The Breaking Point HTML version
It was Jim Wheeler's turn to take up the shuttle. A girl met in some casual
fashion; his own youth and the urge of it, perhaps the unconscious family
indulgence of an only son - and Jim wove his bit and passed on.
There had been mild contention in the Wheeler family during all the spring.
Looking out from his quiet windows Walter Wheeler saw the young world going
by a-wheel, and going fast. Much that legitimately belonged to it, and much that
did not in the laxness of the new code, he laid to the automobile. And doggedly
he refused to buy one.
"We can always get a taxicab," was his imperturbable answer to Jim. "I pay pretty
good-sized taxi bills without unpleasant discussion. I know you pretty well too,
Jim. Better than you know yourself. And if you had a car, you'd try your best to
break your neck in it."
Now and then Jim got a car, however. Sometimes he rented one, sometimes he
cajoled Nina into lending him hers.
"A fellow looks a fool without one," he would say to her. "Girls expect to be taken
out. It's part of the game."
And Nina, always reached by that argument of how things looked, now and then
reluctantly acquiesced. But a night or two after David and Lucy had started for
the seashore Nina came in like a whirlwind, and routed the family peace
"Father," she said, "you just must speak to Jim. He's taken our car twice at night
without asking for it, and last night he broke a spring. Les is simply crazy."

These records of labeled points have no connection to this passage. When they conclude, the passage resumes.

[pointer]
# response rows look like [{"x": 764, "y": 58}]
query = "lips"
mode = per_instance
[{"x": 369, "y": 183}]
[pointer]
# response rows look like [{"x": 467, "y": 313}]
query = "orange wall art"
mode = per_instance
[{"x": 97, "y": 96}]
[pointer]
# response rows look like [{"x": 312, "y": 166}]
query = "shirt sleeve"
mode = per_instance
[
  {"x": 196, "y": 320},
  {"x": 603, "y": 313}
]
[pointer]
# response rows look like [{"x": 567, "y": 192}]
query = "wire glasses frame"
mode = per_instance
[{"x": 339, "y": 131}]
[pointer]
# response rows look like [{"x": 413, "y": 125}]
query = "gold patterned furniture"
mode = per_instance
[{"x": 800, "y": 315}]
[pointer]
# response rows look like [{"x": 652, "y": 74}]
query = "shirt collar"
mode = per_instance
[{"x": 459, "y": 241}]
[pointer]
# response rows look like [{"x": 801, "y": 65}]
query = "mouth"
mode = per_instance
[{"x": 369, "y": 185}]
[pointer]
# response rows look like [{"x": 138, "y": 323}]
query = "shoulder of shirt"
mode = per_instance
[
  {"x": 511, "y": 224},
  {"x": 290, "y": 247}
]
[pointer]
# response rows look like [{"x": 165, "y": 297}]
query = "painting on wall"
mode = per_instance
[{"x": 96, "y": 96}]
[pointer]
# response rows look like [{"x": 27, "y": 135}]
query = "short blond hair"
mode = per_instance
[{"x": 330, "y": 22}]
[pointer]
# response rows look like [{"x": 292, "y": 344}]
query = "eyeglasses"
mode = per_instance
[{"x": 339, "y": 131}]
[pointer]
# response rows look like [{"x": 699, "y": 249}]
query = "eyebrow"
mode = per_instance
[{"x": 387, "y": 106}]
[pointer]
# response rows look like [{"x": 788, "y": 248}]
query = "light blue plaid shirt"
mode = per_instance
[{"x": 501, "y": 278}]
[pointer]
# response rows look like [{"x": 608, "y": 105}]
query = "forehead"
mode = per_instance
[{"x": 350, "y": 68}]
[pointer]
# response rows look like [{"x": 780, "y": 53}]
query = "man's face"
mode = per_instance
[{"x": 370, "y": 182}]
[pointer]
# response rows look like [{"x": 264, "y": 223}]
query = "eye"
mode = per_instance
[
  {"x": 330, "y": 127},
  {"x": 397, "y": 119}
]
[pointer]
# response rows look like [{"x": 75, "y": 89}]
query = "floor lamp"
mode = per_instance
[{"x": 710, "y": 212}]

"Taken your car!" Mrs. Wheeler exclaimed.
"Yes. I hate telling on him, but I spoke to him after the first time, and he did it
Mrs. Wheeler glanced at her husband uneasily. She often felt he was too severe
"Don't worry," he said grimly. "He'll not do it again."
"If we only had a car of our own " Mrs. Wheeler protested.
"You know what I think about that, mother. I'm not going to have him joy-riding
over the country, breaking his neck and getting into trouble. I've seen him driving
Wallace Sayre's car, and he drives like a fool or a madman."